Fort Mill Times

Art now one of the programs at Fort Mill’s Boys & Girls Club

Local children celebrate the opening of a new Boys & Girls Club art program at the Springfield Elementary School facility in Fort Mill last week.
Local children celebrate the opening of a new Boys & Girls Club art program at the Springfield Elementary School facility in Fort Mill last week.

A host of petite Picassos are showcasing their artistic flair at the Boys & Girls Club’s Fort Mill chapter, thanks to funding from a local donor.

Tega Cay resident Jim Harper of Harper Corporation in Charlotte and the owners of Chelsea and Savannah, a Fort Mill art studio, have teamed up with the Boys & Girls Club to provide area children – many from low-income households – with a creative outlet twice a week in the form of art classes taught by the studio team.

“Kids need more than just always a structural environment. They need to learn to think outside the box,” said Harper, a third-generation Harper Corporation executive.

Harper’s wife, Heather, agreed.

“(The arts) not only enriches their lives, but it teaches creative thinking skills, which gives us more well-rounded citizens ready to enter the workforce,” she said.

Chelsea and Savannah – the moniker comes from its two owners’ backgrounds – Tracey Hartzog, of the Chelsea College of Arts in London and Rachel Ohls, a graduate of the Savannah College of Art and Design – opened in Springfield Town Center last summer.

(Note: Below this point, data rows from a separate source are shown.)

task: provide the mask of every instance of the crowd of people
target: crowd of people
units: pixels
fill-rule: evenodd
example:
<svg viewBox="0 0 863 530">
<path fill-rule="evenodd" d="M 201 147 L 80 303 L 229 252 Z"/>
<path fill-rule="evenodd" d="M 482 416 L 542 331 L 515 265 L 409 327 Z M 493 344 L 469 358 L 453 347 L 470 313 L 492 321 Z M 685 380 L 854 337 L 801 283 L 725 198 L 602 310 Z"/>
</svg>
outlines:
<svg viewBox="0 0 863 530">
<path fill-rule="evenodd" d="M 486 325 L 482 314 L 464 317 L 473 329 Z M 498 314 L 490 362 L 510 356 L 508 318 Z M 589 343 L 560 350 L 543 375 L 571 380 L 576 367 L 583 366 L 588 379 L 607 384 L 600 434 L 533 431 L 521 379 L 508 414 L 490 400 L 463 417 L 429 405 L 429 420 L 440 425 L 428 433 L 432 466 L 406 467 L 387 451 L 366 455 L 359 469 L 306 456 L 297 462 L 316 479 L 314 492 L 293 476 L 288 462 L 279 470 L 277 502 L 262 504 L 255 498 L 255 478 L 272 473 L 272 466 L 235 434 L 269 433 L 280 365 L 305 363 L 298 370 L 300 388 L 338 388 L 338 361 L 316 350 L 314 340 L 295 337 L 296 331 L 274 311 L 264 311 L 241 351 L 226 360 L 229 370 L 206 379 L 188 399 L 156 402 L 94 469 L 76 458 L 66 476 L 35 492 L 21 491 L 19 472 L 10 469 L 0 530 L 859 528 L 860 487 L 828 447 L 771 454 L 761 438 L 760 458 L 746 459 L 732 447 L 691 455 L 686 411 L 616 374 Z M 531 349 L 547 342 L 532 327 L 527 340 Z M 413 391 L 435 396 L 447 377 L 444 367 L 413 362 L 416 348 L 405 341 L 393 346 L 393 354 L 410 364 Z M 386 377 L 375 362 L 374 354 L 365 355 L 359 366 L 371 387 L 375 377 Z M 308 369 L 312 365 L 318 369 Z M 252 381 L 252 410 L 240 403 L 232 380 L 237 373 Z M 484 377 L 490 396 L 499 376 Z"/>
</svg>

Chelsea and Savannah teachers work with students at the Fort Mill Boys & Girls Club location at Springfield Elementary School on a variety of art-related topics – everything from drawing and painting to photography and fashion design.

Tony Ballard, a fourth-grader at Fort Mill Elementary, designed an outfit for “Project FUNway,” a knock-off of the TV show “Project Runway.”

“It’s really fun,” Tony said. “On my shirt I have polka dots.”

Zhyonna Henderson, a third-grader at Riverview Elementary showed off one of her paintings on display, but said photography is the part she enjoys most about the program.

The students have blossomed in the program and taken to their own artistic interests, Hartzog said.

“(The children) have a real distinctive vision of what they want to make,” she said. “Not everyone is great at drawing, but not all great artists are great at drawing.”

Hartzog said both she and Ohls come from a background in nonprofit work, so the partnership with the Boys & Girls Club was a natural.

“We really thought we were a great fit. We want to be a part of the community,” she said. “We want to be involved in the community, as well as being a business.”

Harper said he hopes the program will expand in the future to include the other Boys & Girls Clubs in York County.

Officials with the nonprofit are on board with the idea.

“Hopefully if we can twist (Harper’s) arm a little bit, we can reproduce this in other clubs,” said Sara Blancke, director of development and marketing. “For a lot of the kids, they don’t have a lot to be excited about.”

For Harper, his vision is for the STEM programs in schools – an initiative to enhance science, technology, engineering and math instruction – will expand to include the arts as well.

“Because without the arts, none of the other things exist,” he said.